Geçen deliller de bunu göstermektedir. Ruhsatların meşru kılınması da bu amacın
bir sonucu olmaktadır.
Ama meşakkatler mutat
dışı olmazsa, normal yapılagelen işlerde bulunan meşakkatler düzeyinde
bulunurlarsa, bu durumda her ne kadar Şari' onların vukuunu istemiş olmasa da,
onların kaldırılmasına yönelik bir kasıt da bulundurmamaktadır. Bunun delili
şudur: Eğer Şari' bu tür meşakkatlerin kaldırılmasını istemiş olsaydı, böyle
bir kasıt ile birlikte teklif diye bir şey kalmazdı. Çünkü her amel-normal
olsun olmasın- az ya da çok kendi ölçüsünde beraberinde bir meşakkat ve
yorgunluk da getirir.

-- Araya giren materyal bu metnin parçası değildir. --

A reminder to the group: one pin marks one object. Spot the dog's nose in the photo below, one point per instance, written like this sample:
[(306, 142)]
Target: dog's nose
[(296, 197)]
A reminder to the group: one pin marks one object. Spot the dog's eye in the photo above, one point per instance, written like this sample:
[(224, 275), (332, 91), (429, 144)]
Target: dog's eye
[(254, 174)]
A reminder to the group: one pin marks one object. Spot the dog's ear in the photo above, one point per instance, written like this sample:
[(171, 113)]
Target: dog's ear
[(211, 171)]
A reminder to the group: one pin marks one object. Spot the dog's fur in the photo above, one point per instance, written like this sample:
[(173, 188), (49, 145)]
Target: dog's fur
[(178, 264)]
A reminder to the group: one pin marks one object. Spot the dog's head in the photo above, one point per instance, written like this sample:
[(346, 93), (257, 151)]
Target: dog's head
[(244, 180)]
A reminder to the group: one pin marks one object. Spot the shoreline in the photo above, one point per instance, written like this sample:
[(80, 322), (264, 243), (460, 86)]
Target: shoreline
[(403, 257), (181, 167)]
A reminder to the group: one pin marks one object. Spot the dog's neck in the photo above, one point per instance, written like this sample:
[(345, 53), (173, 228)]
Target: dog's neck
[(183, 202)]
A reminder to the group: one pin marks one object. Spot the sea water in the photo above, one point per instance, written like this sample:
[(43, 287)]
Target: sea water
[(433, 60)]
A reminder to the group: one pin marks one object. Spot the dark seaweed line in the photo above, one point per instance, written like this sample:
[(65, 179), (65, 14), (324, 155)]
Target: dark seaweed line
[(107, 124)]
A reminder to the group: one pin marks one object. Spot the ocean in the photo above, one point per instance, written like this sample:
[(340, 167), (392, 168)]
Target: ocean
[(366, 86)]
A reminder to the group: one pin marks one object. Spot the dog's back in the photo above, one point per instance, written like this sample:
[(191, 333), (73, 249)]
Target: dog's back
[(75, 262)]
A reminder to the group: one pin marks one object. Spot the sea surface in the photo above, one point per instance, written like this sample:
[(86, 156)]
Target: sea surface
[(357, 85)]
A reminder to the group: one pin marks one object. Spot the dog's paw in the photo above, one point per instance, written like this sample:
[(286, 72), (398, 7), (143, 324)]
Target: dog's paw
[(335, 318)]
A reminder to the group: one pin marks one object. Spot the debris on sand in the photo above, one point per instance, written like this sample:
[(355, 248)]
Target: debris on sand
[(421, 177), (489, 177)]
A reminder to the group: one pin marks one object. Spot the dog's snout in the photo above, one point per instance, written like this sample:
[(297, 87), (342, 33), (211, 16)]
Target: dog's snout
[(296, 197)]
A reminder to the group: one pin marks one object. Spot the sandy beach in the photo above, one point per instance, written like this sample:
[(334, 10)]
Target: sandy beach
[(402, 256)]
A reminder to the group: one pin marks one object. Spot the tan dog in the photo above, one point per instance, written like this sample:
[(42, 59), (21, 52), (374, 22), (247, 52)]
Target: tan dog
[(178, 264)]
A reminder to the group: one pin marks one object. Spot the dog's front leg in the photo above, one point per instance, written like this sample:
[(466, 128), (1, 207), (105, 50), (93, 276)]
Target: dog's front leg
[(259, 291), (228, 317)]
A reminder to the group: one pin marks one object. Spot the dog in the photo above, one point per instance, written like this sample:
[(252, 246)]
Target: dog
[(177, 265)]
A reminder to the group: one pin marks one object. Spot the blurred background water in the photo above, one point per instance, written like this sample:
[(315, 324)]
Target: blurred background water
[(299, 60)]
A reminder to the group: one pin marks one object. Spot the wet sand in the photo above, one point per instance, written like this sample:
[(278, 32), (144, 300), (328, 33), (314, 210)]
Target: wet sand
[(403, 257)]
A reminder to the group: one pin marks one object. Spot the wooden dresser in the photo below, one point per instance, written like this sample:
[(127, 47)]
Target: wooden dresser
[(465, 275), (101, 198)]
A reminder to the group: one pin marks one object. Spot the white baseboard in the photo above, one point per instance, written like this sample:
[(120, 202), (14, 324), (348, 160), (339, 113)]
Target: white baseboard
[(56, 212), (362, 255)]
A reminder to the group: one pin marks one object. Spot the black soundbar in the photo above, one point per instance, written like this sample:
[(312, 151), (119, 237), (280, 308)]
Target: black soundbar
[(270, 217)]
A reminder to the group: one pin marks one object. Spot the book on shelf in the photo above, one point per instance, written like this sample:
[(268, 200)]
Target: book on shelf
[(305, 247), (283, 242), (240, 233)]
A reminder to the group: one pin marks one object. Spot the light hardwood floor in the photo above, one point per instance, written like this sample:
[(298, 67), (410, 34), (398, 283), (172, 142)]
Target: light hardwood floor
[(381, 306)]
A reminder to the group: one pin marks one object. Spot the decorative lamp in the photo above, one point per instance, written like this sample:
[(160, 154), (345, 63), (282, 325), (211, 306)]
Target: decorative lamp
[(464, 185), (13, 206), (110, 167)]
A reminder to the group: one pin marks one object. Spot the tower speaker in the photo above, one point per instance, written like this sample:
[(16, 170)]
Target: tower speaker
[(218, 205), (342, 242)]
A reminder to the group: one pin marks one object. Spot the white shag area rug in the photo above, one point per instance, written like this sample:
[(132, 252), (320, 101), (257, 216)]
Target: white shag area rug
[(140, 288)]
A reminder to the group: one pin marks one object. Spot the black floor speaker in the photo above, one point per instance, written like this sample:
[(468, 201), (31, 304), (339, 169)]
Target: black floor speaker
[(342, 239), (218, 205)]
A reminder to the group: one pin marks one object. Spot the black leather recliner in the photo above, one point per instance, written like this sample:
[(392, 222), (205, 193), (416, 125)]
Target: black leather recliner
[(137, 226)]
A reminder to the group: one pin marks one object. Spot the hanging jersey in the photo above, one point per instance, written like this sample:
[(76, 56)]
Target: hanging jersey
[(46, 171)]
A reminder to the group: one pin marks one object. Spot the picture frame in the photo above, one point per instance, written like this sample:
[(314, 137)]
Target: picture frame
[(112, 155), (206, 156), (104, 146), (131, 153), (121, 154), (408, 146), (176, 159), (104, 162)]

Bu da ya bizzat sorumlu olunan am elin işlenmesi
sırasında ortaya çıkar ya da sorumlu olunan ameli işlemek için şu anda içinde
bulunduğu durumdan çıkmasında olur ya da her ikisinde birlikte bulunur. Eğer
şeriat bu meşakkat ve Y0rgunluğun kaldırılmasını gerektirecek olsaydı, bu
sorumlu tutulan amelin kökten kaldırılması gibi bir sonucu gerektirirdi. Bu ise
doğru değildir. Doğru olmayan bir sonucu gerektiren şey de doğru değildir.
Ancak burada da üzerinde
durulacak bir nokta vardır: Mutat olan amellerde mevcut bulunan meşakkat ve
yorgunluk o amellerin değişmesiyle farklılık arzeder: İki rek'at fecir
namazında bulunan meşakkat, sabah namazının iki rek'atindeki meşakkat gibi
değildir; namazda bulunan meşakkat oruçtaki gibi değildir; oruçtaki meşakkat de
hacdaki meşakkat gibi değildir. Bütün bunlarda sözkonusu olan meşakkat
cihaddaki meşakkate benzemez. Diğer yükümlü tutulan amellerde de durum işte
böyle. Ancak her amel, aslında mutat olan bir meşakkat içermekte ve bu meşakkat
alışılagelmiş bulunan benzeri normal işlerde bulunan meşakkatle paralellik
arzetmekte; genelolarak mutat sınırını aşmamaktadır. Sonra alışılagelmiş normal
amellerde bulunan meşakkatler de her zaman, her yerde ve her durumda aynılık
göstermemektedir. Mesela, soğuk gecelerde sabah erkenden hakkı verilerek alınan
abdest ile, sıcak zamanlarda alınan abdest aynı değildir; suyun hazır bulunduğu
yerde külfetsiz abdest almakla, bir hayli külfete katlanıp onu arayarak; ya da
uzak bir yerdeki kuyudan su çekerek abdest almak arasında fark vardır. Aynı
şekilde kısa
ya da şiddetli soğuk
gecelerde uykudan kalkarak namaz kılmak ile, böyle olmayan zamanlarda namaza
kalkmak aynı değildir.
Aşağıdaki ayetlerde
Kur'an işte bu anlama işaret etmiş olmaktadır:
Yüce Allah: "And
olsun, biz kendilerinden öncekileri de denemişken, insanlar, 'inandık' deyince,
denenmeden bırakılacaklarını mı sanarlar. Allah elbette doğruları ortaya
koyacak ve elbette yalancıları ortaya çıkaracaktır"[Ankebut 2] buyurduktan
sonra: "İnsanlardan 'Allah'a inandık' diyenler vardır; ama Allah uğrunda
bir ezaya uğratılınca, insanların ezasını Allah'ın azabı gibi tutarlar ...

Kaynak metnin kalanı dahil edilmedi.